Shards from _cat/shards may contain stale information #3070

sebgl · 2020-05-14T09:00:45Z

We regularly call _cat/shards to retrieve the list of shards in order to:

ensure a node is safe to remove (no more shards assigned to it)
ensure there are STARTED replica on other nodes when restarting a node containing primary shards
ensure there is no initializing or relocating shards when dealing with upgrades in a version upgrade scenario

_cat/shards does not provide realtime information and may contain stale information.

We should investigate what can be used instead.

Example:

GET _cluster/health?wait_for_no_initializing_shards&wait_for_events=languid&wait_for_nodes=N

seems to be a candidate for waiting for shards to initialize.

To be discussed with the es-distrib and cloud-orchestration teams.

The text was updated successfully, but these errors were encountered:

sebgl · 2020-05-26T15:14:45Z

I'm putting together a document to cover every single Elasticsearch API request ECK does, so we can review them all.

pebrc · 2020-05-26T18:42:24Z

"real-time information" confused me here in the issue description and might not be the right word.

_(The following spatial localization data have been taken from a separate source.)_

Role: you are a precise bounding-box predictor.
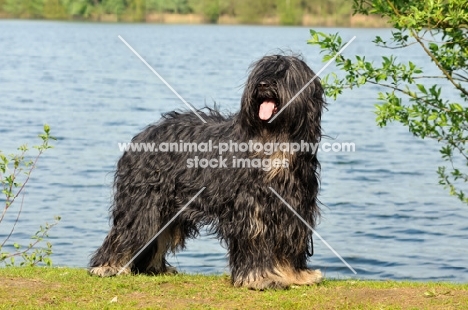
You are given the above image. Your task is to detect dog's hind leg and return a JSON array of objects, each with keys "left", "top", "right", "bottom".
[
  {"left": 88, "top": 225, "right": 133, "bottom": 277},
  {"left": 138, "top": 227, "right": 180, "bottom": 275},
  {"left": 89, "top": 224, "right": 171, "bottom": 277},
  {"left": 89, "top": 189, "right": 171, "bottom": 277},
  {"left": 89, "top": 219, "right": 177, "bottom": 277}
]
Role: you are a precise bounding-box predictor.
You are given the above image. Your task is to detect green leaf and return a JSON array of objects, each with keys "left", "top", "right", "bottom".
[
  {"left": 428, "top": 112, "right": 438, "bottom": 121},
  {"left": 450, "top": 103, "right": 463, "bottom": 112},
  {"left": 357, "top": 76, "right": 367, "bottom": 85},
  {"left": 428, "top": 43, "right": 439, "bottom": 51},
  {"left": 416, "top": 84, "right": 427, "bottom": 94}
]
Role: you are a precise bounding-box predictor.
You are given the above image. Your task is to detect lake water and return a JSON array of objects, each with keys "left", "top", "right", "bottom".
[{"left": 1, "top": 20, "right": 467, "bottom": 282}]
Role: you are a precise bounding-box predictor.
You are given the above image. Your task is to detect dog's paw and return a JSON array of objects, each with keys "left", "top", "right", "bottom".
[
  {"left": 248, "top": 279, "right": 290, "bottom": 290},
  {"left": 164, "top": 266, "right": 178, "bottom": 275},
  {"left": 88, "top": 266, "right": 130, "bottom": 277},
  {"left": 144, "top": 265, "right": 178, "bottom": 276},
  {"left": 233, "top": 272, "right": 291, "bottom": 290},
  {"left": 234, "top": 267, "right": 323, "bottom": 289},
  {"left": 303, "top": 269, "right": 323, "bottom": 284},
  {"left": 234, "top": 278, "right": 289, "bottom": 290}
]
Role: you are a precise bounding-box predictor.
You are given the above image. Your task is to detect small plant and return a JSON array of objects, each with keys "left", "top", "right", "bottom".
[{"left": 0, "top": 124, "right": 60, "bottom": 266}]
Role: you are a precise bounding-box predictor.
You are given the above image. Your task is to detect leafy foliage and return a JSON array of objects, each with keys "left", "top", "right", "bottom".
[
  {"left": 147, "top": 0, "right": 192, "bottom": 14},
  {"left": 0, "top": 125, "right": 61, "bottom": 266},
  {"left": 61, "top": 0, "right": 97, "bottom": 17},
  {"left": 189, "top": 0, "right": 222, "bottom": 23},
  {"left": 233, "top": 0, "right": 276, "bottom": 24},
  {"left": 43, "top": 0, "right": 68, "bottom": 19},
  {"left": 3, "top": 0, "right": 44, "bottom": 18},
  {"left": 308, "top": 0, "right": 468, "bottom": 204},
  {"left": 0, "top": 0, "right": 366, "bottom": 25},
  {"left": 277, "top": 0, "right": 302, "bottom": 25}
]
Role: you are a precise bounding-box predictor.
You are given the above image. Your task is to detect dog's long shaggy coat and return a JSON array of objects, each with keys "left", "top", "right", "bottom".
[{"left": 89, "top": 54, "right": 326, "bottom": 289}]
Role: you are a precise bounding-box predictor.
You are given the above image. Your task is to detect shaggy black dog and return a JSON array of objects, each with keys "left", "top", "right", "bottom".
[{"left": 89, "top": 54, "right": 326, "bottom": 289}]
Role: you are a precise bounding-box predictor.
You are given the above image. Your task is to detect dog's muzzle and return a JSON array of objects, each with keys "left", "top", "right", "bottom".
[{"left": 257, "top": 82, "right": 278, "bottom": 121}]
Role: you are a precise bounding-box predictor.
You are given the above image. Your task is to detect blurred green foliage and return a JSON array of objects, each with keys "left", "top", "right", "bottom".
[{"left": 0, "top": 0, "right": 355, "bottom": 25}]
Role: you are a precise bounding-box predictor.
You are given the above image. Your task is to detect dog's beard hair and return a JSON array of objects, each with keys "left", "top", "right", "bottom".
[{"left": 89, "top": 54, "right": 326, "bottom": 289}]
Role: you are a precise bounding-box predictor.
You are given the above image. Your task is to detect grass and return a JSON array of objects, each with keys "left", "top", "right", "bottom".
[{"left": 0, "top": 267, "right": 467, "bottom": 309}]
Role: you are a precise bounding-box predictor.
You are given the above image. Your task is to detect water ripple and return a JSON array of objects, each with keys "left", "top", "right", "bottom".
[{"left": 0, "top": 22, "right": 466, "bottom": 282}]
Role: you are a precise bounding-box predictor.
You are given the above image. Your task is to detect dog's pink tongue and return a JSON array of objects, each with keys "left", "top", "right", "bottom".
[{"left": 259, "top": 101, "right": 276, "bottom": 120}]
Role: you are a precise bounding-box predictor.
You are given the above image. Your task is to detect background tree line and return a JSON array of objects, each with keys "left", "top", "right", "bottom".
[{"left": 0, "top": 0, "right": 355, "bottom": 25}]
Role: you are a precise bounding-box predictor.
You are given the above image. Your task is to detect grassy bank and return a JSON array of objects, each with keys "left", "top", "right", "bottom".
[{"left": 0, "top": 267, "right": 467, "bottom": 309}]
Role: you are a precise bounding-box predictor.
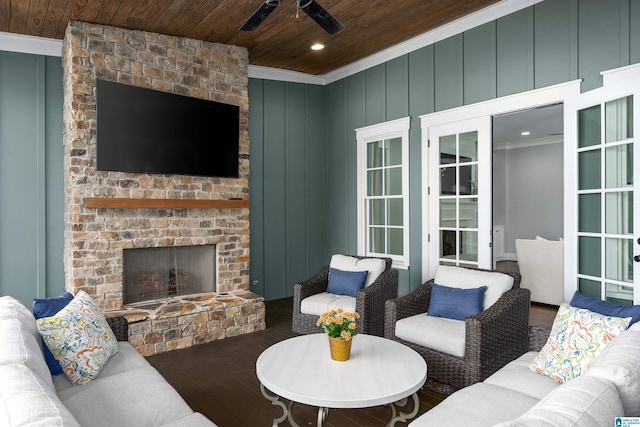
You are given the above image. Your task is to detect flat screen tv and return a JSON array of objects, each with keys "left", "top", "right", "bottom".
[{"left": 96, "top": 79, "right": 239, "bottom": 178}]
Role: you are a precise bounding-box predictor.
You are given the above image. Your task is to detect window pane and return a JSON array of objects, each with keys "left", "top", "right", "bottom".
[
  {"left": 441, "top": 230, "right": 456, "bottom": 258},
  {"left": 440, "top": 199, "right": 456, "bottom": 227},
  {"left": 459, "top": 165, "right": 477, "bottom": 196},
  {"left": 605, "top": 143, "right": 633, "bottom": 188},
  {"left": 578, "top": 105, "right": 601, "bottom": 148},
  {"left": 459, "top": 231, "right": 478, "bottom": 262},
  {"left": 579, "top": 193, "right": 600, "bottom": 233},
  {"left": 440, "top": 135, "right": 456, "bottom": 164},
  {"left": 387, "top": 198, "right": 403, "bottom": 226},
  {"left": 440, "top": 167, "right": 456, "bottom": 195},
  {"left": 605, "top": 283, "right": 633, "bottom": 305},
  {"left": 605, "top": 191, "right": 633, "bottom": 235},
  {"left": 367, "top": 170, "right": 382, "bottom": 196},
  {"left": 578, "top": 278, "right": 601, "bottom": 299},
  {"left": 459, "top": 198, "right": 478, "bottom": 228},
  {"left": 385, "top": 167, "right": 402, "bottom": 195},
  {"left": 459, "top": 131, "right": 478, "bottom": 162},
  {"left": 578, "top": 150, "right": 601, "bottom": 190},
  {"left": 385, "top": 137, "right": 402, "bottom": 166},
  {"left": 367, "top": 140, "right": 383, "bottom": 168},
  {"left": 579, "top": 236, "right": 601, "bottom": 277},
  {"left": 387, "top": 228, "right": 403, "bottom": 255},
  {"left": 369, "top": 227, "right": 385, "bottom": 253},
  {"left": 605, "top": 238, "right": 633, "bottom": 283},
  {"left": 605, "top": 96, "right": 633, "bottom": 143},
  {"left": 369, "top": 199, "right": 385, "bottom": 226}
]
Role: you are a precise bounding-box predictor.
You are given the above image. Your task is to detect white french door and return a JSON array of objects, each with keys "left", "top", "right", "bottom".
[
  {"left": 426, "top": 117, "right": 492, "bottom": 277},
  {"left": 565, "top": 66, "right": 640, "bottom": 305}
]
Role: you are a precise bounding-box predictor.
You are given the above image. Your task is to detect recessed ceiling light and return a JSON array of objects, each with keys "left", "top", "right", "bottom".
[
  {"left": 521, "top": 131, "right": 531, "bottom": 136},
  {"left": 311, "top": 43, "right": 325, "bottom": 51}
]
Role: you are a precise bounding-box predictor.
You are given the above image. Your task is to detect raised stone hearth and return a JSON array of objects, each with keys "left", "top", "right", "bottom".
[{"left": 61, "top": 21, "right": 265, "bottom": 355}]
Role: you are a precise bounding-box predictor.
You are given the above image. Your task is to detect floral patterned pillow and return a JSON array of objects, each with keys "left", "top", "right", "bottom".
[
  {"left": 529, "top": 303, "right": 631, "bottom": 383},
  {"left": 36, "top": 291, "right": 119, "bottom": 385}
]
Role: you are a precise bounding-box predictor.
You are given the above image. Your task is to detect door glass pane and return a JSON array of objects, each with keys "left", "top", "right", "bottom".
[
  {"left": 605, "top": 144, "right": 633, "bottom": 188},
  {"left": 459, "top": 131, "right": 478, "bottom": 162},
  {"left": 440, "top": 167, "right": 456, "bottom": 195},
  {"left": 579, "top": 193, "right": 600, "bottom": 233},
  {"left": 605, "top": 283, "right": 633, "bottom": 305},
  {"left": 459, "top": 231, "right": 478, "bottom": 262},
  {"left": 369, "top": 227, "right": 384, "bottom": 253},
  {"left": 387, "top": 229, "right": 403, "bottom": 255},
  {"left": 578, "top": 236, "right": 601, "bottom": 277},
  {"left": 369, "top": 199, "right": 384, "bottom": 225},
  {"left": 605, "top": 192, "right": 633, "bottom": 234},
  {"left": 367, "top": 141, "right": 383, "bottom": 168},
  {"left": 605, "top": 96, "right": 633, "bottom": 143},
  {"left": 578, "top": 150, "right": 601, "bottom": 190},
  {"left": 605, "top": 238, "right": 633, "bottom": 283},
  {"left": 385, "top": 167, "right": 402, "bottom": 195},
  {"left": 367, "top": 170, "right": 383, "bottom": 196},
  {"left": 386, "top": 138, "right": 402, "bottom": 166},
  {"left": 440, "top": 135, "right": 456, "bottom": 164},
  {"left": 459, "top": 198, "right": 478, "bottom": 228},
  {"left": 387, "top": 198, "right": 402, "bottom": 226},
  {"left": 578, "top": 278, "right": 601, "bottom": 299},
  {"left": 440, "top": 199, "right": 456, "bottom": 227},
  {"left": 441, "top": 230, "right": 456, "bottom": 258},
  {"left": 578, "top": 105, "right": 601, "bottom": 148},
  {"left": 459, "top": 165, "right": 477, "bottom": 195}
]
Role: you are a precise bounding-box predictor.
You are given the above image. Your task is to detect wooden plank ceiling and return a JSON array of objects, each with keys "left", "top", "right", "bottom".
[{"left": 0, "top": 0, "right": 501, "bottom": 75}]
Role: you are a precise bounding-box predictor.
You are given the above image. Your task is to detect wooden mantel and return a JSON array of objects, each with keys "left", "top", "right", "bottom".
[{"left": 84, "top": 198, "right": 249, "bottom": 209}]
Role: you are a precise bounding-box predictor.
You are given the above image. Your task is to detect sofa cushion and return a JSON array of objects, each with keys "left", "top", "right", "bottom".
[
  {"left": 161, "top": 413, "right": 217, "bottom": 427},
  {"left": 0, "top": 363, "right": 80, "bottom": 427},
  {"left": 395, "top": 313, "right": 465, "bottom": 357},
  {"left": 329, "top": 255, "right": 386, "bottom": 287},
  {"left": 0, "top": 296, "right": 41, "bottom": 343},
  {"left": 57, "top": 366, "right": 194, "bottom": 427},
  {"left": 327, "top": 267, "right": 368, "bottom": 297},
  {"left": 585, "top": 329, "right": 640, "bottom": 416},
  {"left": 433, "top": 265, "right": 513, "bottom": 310},
  {"left": 36, "top": 291, "right": 119, "bottom": 385},
  {"left": 484, "top": 352, "right": 560, "bottom": 400},
  {"left": 428, "top": 283, "right": 487, "bottom": 320},
  {"left": 409, "top": 383, "right": 538, "bottom": 427},
  {"left": 0, "top": 319, "right": 54, "bottom": 391},
  {"left": 570, "top": 290, "right": 640, "bottom": 326},
  {"left": 495, "top": 376, "right": 623, "bottom": 427},
  {"left": 529, "top": 303, "right": 630, "bottom": 383},
  {"left": 300, "top": 292, "right": 356, "bottom": 316},
  {"left": 33, "top": 291, "right": 74, "bottom": 376}
]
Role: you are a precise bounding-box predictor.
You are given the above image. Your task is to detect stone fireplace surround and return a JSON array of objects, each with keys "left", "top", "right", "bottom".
[{"left": 62, "top": 21, "right": 265, "bottom": 356}]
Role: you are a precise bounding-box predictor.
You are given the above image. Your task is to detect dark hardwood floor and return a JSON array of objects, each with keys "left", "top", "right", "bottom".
[{"left": 147, "top": 297, "right": 557, "bottom": 427}]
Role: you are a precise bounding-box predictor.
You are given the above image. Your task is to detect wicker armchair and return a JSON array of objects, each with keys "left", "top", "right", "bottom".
[
  {"left": 106, "top": 316, "right": 129, "bottom": 341},
  {"left": 384, "top": 267, "right": 530, "bottom": 393},
  {"left": 292, "top": 255, "right": 398, "bottom": 337}
]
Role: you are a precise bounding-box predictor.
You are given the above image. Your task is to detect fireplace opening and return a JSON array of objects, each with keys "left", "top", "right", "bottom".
[{"left": 123, "top": 245, "right": 216, "bottom": 305}]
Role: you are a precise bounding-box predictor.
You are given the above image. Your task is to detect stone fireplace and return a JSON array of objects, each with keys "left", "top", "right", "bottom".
[{"left": 61, "top": 21, "right": 265, "bottom": 356}]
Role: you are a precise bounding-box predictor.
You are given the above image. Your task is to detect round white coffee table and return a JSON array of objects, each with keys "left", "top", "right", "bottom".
[{"left": 256, "top": 333, "right": 427, "bottom": 427}]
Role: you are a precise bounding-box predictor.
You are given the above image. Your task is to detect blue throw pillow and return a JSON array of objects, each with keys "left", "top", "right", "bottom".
[
  {"left": 327, "top": 267, "right": 368, "bottom": 297},
  {"left": 427, "top": 283, "right": 487, "bottom": 321},
  {"left": 570, "top": 291, "right": 640, "bottom": 326},
  {"left": 33, "top": 291, "right": 74, "bottom": 375}
]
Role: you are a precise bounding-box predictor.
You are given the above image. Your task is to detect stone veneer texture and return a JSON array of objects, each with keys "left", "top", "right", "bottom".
[{"left": 61, "top": 21, "right": 263, "bottom": 355}]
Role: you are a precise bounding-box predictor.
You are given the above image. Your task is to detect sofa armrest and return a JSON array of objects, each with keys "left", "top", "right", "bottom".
[
  {"left": 357, "top": 268, "right": 399, "bottom": 336},
  {"left": 384, "top": 281, "right": 432, "bottom": 339},
  {"left": 106, "top": 316, "right": 129, "bottom": 341},
  {"left": 292, "top": 266, "right": 330, "bottom": 314}
]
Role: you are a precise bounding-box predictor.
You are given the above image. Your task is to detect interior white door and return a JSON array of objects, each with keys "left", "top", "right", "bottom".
[
  {"left": 565, "top": 67, "right": 640, "bottom": 305},
  {"left": 426, "top": 117, "right": 492, "bottom": 278}
]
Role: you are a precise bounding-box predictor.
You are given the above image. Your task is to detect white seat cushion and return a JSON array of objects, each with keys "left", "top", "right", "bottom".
[
  {"left": 395, "top": 313, "right": 465, "bottom": 357},
  {"left": 330, "top": 255, "right": 386, "bottom": 287},
  {"left": 484, "top": 352, "right": 561, "bottom": 400},
  {"left": 300, "top": 292, "right": 356, "bottom": 316},
  {"left": 434, "top": 265, "right": 514, "bottom": 310}
]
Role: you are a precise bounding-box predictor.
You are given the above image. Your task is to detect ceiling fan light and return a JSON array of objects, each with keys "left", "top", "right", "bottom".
[{"left": 311, "top": 43, "right": 325, "bottom": 50}]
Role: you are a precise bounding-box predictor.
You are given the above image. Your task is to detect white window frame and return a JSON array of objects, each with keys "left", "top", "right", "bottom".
[{"left": 356, "top": 117, "right": 410, "bottom": 269}]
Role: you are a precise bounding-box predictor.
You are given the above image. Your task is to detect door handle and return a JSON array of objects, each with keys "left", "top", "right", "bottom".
[{"left": 635, "top": 255, "right": 640, "bottom": 263}]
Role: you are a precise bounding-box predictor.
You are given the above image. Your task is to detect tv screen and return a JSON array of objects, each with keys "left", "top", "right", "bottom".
[{"left": 96, "top": 79, "right": 239, "bottom": 178}]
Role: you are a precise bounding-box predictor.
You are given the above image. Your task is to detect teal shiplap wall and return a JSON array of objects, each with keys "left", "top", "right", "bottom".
[
  {"left": 2, "top": 0, "right": 640, "bottom": 303},
  {"left": 0, "top": 52, "right": 64, "bottom": 305}
]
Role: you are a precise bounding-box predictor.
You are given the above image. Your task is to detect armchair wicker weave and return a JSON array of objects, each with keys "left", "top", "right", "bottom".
[
  {"left": 384, "top": 266, "right": 530, "bottom": 393},
  {"left": 292, "top": 255, "right": 398, "bottom": 337}
]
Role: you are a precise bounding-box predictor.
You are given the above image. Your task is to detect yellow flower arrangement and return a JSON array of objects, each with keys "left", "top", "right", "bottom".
[{"left": 316, "top": 308, "right": 360, "bottom": 340}]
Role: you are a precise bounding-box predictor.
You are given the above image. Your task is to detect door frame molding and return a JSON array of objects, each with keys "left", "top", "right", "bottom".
[{"left": 420, "top": 80, "right": 582, "bottom": 282}]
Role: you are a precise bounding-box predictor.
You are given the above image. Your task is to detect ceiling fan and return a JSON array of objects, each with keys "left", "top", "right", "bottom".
[{"left": 240, "top": 0, "right": 344, "bottom": 35}]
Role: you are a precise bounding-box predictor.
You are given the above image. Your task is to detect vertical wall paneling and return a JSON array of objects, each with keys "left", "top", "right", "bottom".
[
  {"left": 578, "top": 0, "right": 626, "bottom": 92},
  {"left": 463, "top": 22, "right": 497, "bottom": 105},
  {"left": 619, "top": 0, "right": 630, "bottom": 68},
  {"left": 365, "top": 64, "right": 386, "bottom": 125},
  {"left": 632, "top": 0, "right": 640, "bottom": 64},
  {"left": 248, "top": 79, "right": 266, "bottom": 296},
  {"left": 534, "top": 0, "right": 577, "bottom": 88},
  {"left": 496, "top": 8, "right": 534, "bottom": 97},
  {"left": 386, "top": 56, "right": 409, "bottom": 120},
  {"left": 434, "top": 34, "right": 463, "bottom": 111},
  {"left": 35, "top": 57, "right": 46, "bottom": 299}
]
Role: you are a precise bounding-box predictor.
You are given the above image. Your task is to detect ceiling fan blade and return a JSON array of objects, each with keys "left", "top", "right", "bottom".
[
  {"left": 299, "top": 0, "right": 344, "bottom": 35},
  {"left": 240, "top": 1, "right": 281, "bottom": 31}
]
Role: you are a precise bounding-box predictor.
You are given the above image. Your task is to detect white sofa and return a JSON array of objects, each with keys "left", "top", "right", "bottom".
[
  {"left": 515, "top": 237, "right": 564, "bottom": 305},
  {"left": 0, "top": 295, "right": 216, "bottom": 427},
  {"left": 410, "top": 323, "right": 640, "bottom": 426}
]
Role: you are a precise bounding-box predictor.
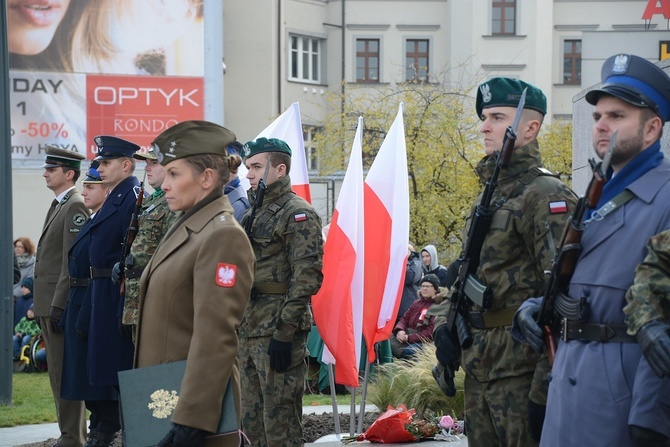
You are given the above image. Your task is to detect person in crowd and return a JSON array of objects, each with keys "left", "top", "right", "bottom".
[
  {"left": 14, "top": 304, "right": 41, "bottom": 361},
  {"left": 135, "top": 120, "right": 254, "bottom": 447},
  {"left": 398, "top": 243, "right": 423, "bottom": 319},
  {"left": 13, "top": 237, "right": 35, "bottom": 301},
  {"left": 223, "top": 141, "right": 251, "bottom": 223},
  {"left": 61, "top": 161, "right": 118, "bottom": 447},
  {"left": 14, "top": 277, "right": 34, "bottom": 329},
  {"left": 113, "top": 148, "right": 176, "bottom": 343},
  {"left": 390, "top": 274, "right": 440, "bottom": 359},
  {"left": 238, "top": 137, "right": 324, "bottom": 447},
  {"left": 514, "top": 54, "right": 670, "bottom": 447},
  {"left": 420, "top": 244, "right": 449, "bottom": 286},
  {"left": 87, "top": 136, "right": 141, "bottom": 445},
  {"left": 34, "top": 146, "right": 89, "bottom": 447},
  {"left": 433, "top": 77, "right": 577, "bottom": 447}
]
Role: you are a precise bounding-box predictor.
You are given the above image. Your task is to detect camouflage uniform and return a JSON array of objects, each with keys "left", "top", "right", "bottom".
[
  {"left": 122, "top": 188, "right": 176, "bottom": 340},
  {"left": 238, "top": 175, "right": 324, "bottom": 447},
  {"left": 433, "top": 140, "right": 577, "bottom": 447},
  {"left": 625, "top": 229, "right": 670, "bottom": 332}
]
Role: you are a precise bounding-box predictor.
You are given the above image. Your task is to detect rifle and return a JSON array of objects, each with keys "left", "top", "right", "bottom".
[
  {"left": 536, "top": 131, "right": 615, "bottom": 364},
  {"left": 433, "top": 88, "right": 527, "bottom": 397},
  {"left": 120, "top": 172, "right": 146, "bottom": 296},
  {"left": 244, "top": 160, "right": 270, "bottom": 237}
]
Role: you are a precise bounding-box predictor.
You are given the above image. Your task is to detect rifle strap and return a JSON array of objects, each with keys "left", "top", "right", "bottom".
[
  {"left": 252, "top": 194, "right": 292, "bottom": 230},
  {"left": 468, "top": 307, "right": 518, "bottom": 329},
  {"left": 584, "top": 189, "right": 634, "bottom": 225}
]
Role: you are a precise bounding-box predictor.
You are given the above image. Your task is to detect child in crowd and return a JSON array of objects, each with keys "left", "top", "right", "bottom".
[{"left": 13, "top": 304, "right": 41, "bottom": 361}]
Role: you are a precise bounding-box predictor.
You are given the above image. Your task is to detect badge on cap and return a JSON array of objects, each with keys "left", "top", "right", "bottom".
[
  {"left": 480, "top": 83, "right": 492, "bottom": 104},
  {"left": 216, "top": 263, "right": 237, "bottom": 287},
  {"left": 612, "top": 54, "right": 630, "bottom": 75}
]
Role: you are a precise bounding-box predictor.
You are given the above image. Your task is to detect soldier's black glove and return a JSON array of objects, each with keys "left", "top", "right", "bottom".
[
  {"left": 516, "top": 304, "right": 544, "bottom": 354},
  {"left": 118, "top": 319, "right": 133, "bottom": 341},
  {"left": 267, "top": 338, "right": 292, "bottom": 372},
  {"left": 433, "top": 325, "right": 460, "bottom": 367},
  {"left": 157, "top": 423, "right": 208, "bottom": 447},
  {"left": 112, "top": 262, "right": 122, "bottom": 285},
  {"left": 527, "top": 400, "right": 546, "bottom": 442},
  {"left": 636, "top": 319, "right": 670, "bottom": 378},
  {"left": 49, "top": 306, "right": 64, "bottom": 334}
]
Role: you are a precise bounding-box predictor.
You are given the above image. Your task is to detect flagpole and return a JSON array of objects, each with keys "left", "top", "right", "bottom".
[
  {"left": 327, "top": 364, "right": 342, "bottom": 438},
  {"left": 358, "top": 360, "right": 371, "bottom": 433}
]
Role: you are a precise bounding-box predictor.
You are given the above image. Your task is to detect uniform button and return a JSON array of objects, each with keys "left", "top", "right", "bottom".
[
  {"left": 582, "top": 287, "right": 590, "bottom": 297},
  {"left": 569, "top": 377, "right": 576, "bottom": 385}
]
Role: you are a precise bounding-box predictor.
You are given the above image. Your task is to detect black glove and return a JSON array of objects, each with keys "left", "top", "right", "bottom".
[
  {"left": 49, "top": 306, "right": 64, "bottom": 334},
  {"left": 433, "top": 325, "right": 460, "bottom": 367},
  {"left": 636, "top": 320, "right": 670, "bottom": 378},
  {"left": 157, "top": 423, "right": 208, "bottom": 447},
  {"left": 119, "top": 320, "right": 134, "bottom": 341},
  {"left": 528, "top": 400, "right": 546, "bottom": 442},
  {"left": 112, "top": 262, "right": 122, "bottom": 285},
  {"left": 267, "top": 338, "right": 292, "bottom": 372},
  {"left": 516, "top": 304, "right": 544, "bottom": 353}
]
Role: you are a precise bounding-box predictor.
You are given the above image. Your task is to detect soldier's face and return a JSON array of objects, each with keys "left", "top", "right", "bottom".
[
  {"left": 480, "top": 106, "right": 516, "bottom": 156},
  {"left": 43, "top": 166, "right": 70, "bottom": 193},
  {"left": 145, "top": 159, "right": 166, "bottom": 190},
  {"left": 162, "top": 159, "right": 209, "bottom": 212},
  {"left": 244, "top": 153, "right": 283, "bottom": 190},
  {"left": 97, "top": 158, "right": 127, "bottom": 188},
  {"left": 82, "top": 183, "right": 108, "bottom": 212}
]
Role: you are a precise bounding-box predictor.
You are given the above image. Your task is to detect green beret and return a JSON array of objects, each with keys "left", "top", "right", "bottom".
[
  {"left": 476, "top": 77, "right": 547, "bottom": 118},
  {"left": 242, "top": 137, "right": 292, "bottom": 159},
  {"left": 43, "top": 146, "right": 85, "bottom": 169},
  {"left": 151, "top": 120, "right": 237, "bottom": 166}
]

I managed to recover some additional detail from an out-of-band discussion between @jhalterman @yuri-tceretian and @DaveCTurner, which I try to summarize below

Problems with relying on `_cat/shards`

it works off cluster state, but there might be things happening concurrently that are not reflected in cluster state like fetching of shards and pending tasks leading to additional initialisations of shards
it works off the last applied cluster state which might be stale already (because a new state is being applied as the _cat/shards request not run on the same thread as the thing that applies cluster state changes)
the rolling upgrade docs say to check cluster health between restarting of nodes (n.b. they mention simply _cat/health )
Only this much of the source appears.